It's been a few years since OU's AD and administration trashed three sports programs, Lax, Swimming and Diving, and Track and Field, giving the Lax team, for example, only two weeks before their regular season started to decide if they were going to play, after months of saying nothing about the fact that they had made up their minds to drop the team.
Eleven freshman Lax women, many of whom had other alternatives to Ohio when they signed the previous summer, found themselves in their first year of collegiate sports suddenly without a season. Many left Ohio, recruited by other teams. Some could not and lost their dream of playing Lax in college. Many in their Junior and Senior year with degrees on the line had no choice but to stay without the chance to play Lax.

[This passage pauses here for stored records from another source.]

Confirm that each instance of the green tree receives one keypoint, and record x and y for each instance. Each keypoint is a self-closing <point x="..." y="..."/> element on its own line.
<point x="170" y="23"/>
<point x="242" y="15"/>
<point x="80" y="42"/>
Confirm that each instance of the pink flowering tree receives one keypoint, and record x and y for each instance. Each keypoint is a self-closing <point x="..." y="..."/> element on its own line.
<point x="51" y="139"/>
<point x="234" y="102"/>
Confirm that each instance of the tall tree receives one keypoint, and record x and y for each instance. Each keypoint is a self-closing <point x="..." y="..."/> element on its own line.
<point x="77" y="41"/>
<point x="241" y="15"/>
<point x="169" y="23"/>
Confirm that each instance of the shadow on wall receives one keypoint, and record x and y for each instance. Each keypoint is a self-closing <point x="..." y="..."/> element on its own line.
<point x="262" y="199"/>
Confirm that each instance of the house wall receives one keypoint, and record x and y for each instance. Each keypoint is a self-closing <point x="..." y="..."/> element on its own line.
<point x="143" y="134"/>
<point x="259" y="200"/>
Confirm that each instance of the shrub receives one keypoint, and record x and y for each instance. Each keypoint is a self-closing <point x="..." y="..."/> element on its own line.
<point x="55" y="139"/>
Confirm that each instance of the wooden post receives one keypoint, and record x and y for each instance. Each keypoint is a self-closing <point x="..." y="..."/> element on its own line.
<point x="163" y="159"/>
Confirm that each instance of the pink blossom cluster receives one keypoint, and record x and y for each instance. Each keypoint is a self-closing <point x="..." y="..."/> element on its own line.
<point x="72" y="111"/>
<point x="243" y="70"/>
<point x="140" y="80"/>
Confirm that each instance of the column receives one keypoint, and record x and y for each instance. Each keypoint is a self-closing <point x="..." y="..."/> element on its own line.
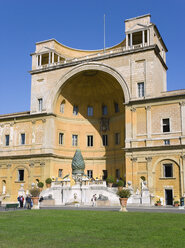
<point x="148" y="37"/>
<point x="31" y="165"/>
<point x="42" y="170"/>
<point x="134" y="160"/>
<point x="127" y="41"/>
<point x="40" y="60"/>
<point x="182" y="106"/>
<point x="134" y="122"/>
<point x="49" y="58"/>
<point x="52" y="57"/>
<point x="182" y="175"/>
<point x="143" y="38"/>
<point x="131" y="40"/>
<point x="128" y="126"/>
<point x="149" y="174"/>
<point x="9" y="178"/>
<point x="148" y="121"/>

Karma eventually catches up.
Check out this article about the school the AD scooted off to after he and the rest of the gang involved in that decision implemented it:
http://msn.foxsports.com/collegefootball/story/miami-hurr...
"Shawn Eichorst, the Nebraska athletic director who held the same role at Miami for some of the NCAA probe, declined comment. Texas Tech athletic director Kirby Hocutt, who was the AD at Miami for some of the time when Shapiro was a booster, did not respond to a request for comment."
Here's another site to check out:
http://saveohioswimming.blogspot.com/
What OU track great demanded that his plaque be removed from the OU Athletic Hall of Fame after learning of the treatment OU gave these unsuspecting student athletes?
This unfortunate chapter in OU athletics unfolded so the school could pump more money into football and basketball. That's fine. If the school wanted to rearrange its athletic priorities, then it had the right to do so. But the way it treated the kids in the teams that were dropped (and their parents who had put a lot into the programs too) was rotten.
Just thought I would remind the OU fan base of this lousy chapter in OU's athletic history in case you do not recall, or were unaware of it.